Mucho de lo que escribe Bob Dylan sobre la música, casi todo ello, como la cita anterior, está concentrado en el capítulo en el que habla de la versión de «Black magic woman» a cargo de Santana, y es lo más interesante de todo el volumen:
“La plétora de reglas que rigen tanto la literatura de las letras como las matemáticas de la melodía son meras directrices, y aquéllos que las acatan serviles, que sólo pueden ceñirse a la normativa, corren el peligro de no trascender jamás el oficio para crear algo verdaderamente duradero”.
Lo que ocurre entre las palabras y la música, continúa el creador de «Like a rolling stone», “es más afín a la alquimia, el precursor revoltoso y menos disciplinado de la química, ávido de experimentación y plagado de fracasos con sus tentativas fallidas de convertir metales vulgares en oro: la gente puede seguir intentando convertir la música en ciencia pero, en la esfera científica, uno más uno siempre serán dos. La música, como todas las artes, incluida la de la seducción, nos dice una y otra vez que uno más uno, en la mejor de las circunstancias, suman tres”.

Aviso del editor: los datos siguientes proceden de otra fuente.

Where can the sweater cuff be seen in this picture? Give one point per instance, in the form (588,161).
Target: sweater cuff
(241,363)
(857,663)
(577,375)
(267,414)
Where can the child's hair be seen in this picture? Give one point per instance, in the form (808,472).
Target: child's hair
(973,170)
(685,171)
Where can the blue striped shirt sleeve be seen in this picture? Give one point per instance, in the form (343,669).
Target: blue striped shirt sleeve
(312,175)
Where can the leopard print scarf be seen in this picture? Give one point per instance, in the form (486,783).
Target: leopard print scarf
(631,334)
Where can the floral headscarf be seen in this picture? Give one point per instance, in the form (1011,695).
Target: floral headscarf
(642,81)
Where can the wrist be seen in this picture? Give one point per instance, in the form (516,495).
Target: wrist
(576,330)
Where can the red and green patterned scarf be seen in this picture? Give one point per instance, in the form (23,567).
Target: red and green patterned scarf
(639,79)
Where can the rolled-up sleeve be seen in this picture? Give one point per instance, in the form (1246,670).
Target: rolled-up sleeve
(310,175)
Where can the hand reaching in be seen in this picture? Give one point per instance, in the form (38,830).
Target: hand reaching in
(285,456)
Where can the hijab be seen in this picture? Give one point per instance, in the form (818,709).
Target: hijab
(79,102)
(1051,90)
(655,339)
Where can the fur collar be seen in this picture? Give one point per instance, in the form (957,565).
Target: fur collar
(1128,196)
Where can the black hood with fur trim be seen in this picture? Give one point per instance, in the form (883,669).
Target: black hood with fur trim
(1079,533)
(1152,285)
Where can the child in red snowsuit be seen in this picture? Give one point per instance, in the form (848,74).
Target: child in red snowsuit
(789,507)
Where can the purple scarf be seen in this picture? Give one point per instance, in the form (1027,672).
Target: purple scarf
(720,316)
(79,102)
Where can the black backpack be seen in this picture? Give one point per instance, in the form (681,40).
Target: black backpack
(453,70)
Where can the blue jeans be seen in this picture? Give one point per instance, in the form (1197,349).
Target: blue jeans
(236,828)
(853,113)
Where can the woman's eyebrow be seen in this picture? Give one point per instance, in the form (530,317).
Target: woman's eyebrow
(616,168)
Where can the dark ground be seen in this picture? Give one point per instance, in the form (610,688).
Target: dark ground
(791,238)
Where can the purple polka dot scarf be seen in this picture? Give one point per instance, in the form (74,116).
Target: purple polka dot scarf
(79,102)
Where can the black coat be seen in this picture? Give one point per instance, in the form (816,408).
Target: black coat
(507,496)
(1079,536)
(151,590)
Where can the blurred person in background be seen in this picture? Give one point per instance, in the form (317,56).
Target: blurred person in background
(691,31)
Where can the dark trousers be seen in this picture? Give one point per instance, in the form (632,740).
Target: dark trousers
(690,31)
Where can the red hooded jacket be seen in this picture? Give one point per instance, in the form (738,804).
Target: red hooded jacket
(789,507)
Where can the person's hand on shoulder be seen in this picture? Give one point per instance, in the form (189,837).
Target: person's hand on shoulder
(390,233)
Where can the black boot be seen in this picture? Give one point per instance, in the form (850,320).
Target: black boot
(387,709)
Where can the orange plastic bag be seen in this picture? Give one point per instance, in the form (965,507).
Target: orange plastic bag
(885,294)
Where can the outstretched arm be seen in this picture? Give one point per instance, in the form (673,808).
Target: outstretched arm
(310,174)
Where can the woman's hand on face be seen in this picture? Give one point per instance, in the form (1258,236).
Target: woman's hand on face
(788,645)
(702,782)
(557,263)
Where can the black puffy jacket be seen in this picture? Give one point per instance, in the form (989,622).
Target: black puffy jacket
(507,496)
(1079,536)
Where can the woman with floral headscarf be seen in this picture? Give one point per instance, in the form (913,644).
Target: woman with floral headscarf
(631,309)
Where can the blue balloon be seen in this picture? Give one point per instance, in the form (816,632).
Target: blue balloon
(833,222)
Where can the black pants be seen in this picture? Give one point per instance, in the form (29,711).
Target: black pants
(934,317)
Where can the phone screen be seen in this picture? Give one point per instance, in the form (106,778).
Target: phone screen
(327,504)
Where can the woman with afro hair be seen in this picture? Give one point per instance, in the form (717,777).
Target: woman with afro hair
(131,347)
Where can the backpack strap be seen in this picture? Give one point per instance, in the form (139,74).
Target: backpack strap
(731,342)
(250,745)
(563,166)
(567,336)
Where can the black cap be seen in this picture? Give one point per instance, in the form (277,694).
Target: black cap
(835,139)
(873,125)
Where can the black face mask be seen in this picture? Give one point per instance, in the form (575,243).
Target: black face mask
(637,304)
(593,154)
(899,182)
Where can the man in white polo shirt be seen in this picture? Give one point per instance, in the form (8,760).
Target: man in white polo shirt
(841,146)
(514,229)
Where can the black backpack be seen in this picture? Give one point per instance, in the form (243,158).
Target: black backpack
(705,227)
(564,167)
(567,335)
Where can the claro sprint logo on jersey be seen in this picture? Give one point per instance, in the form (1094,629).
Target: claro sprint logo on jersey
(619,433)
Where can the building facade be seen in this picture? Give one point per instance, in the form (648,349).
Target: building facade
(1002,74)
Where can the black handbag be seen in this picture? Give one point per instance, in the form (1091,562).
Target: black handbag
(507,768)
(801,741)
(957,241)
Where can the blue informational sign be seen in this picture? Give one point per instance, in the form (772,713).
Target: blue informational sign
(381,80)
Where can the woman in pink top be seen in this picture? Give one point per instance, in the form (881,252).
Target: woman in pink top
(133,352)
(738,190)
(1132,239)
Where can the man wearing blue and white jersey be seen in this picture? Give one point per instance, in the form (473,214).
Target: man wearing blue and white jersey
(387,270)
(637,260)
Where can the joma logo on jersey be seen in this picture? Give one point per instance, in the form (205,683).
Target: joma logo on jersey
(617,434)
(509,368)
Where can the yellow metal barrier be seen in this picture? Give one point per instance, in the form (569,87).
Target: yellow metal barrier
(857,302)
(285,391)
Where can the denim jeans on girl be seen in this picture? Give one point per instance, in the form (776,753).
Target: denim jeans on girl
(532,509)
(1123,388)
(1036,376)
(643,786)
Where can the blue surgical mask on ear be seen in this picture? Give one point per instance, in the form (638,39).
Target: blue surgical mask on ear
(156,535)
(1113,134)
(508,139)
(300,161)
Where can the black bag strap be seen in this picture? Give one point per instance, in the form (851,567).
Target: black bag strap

La música “forma parte de una era, pero es intemporal, algo con lo que confeccionar recuerdos y un recuerdo en sí mismo. Aunque rara vez lo tenemos en cuenta, la música se construye en el tiempo del mismo modo que un escultor o un soldador trabajan en el espacio físico. La música trasciende el tiempo al vivir en él, al igual que la reencarnación nos permite trascender la vida al revivirla una y otra vez”. Palabra de Dylan.
Imagen de cabecera: ‘Springtime in New York: The Bootleg Series, Vol. 16 (1980-1985) (2021)’.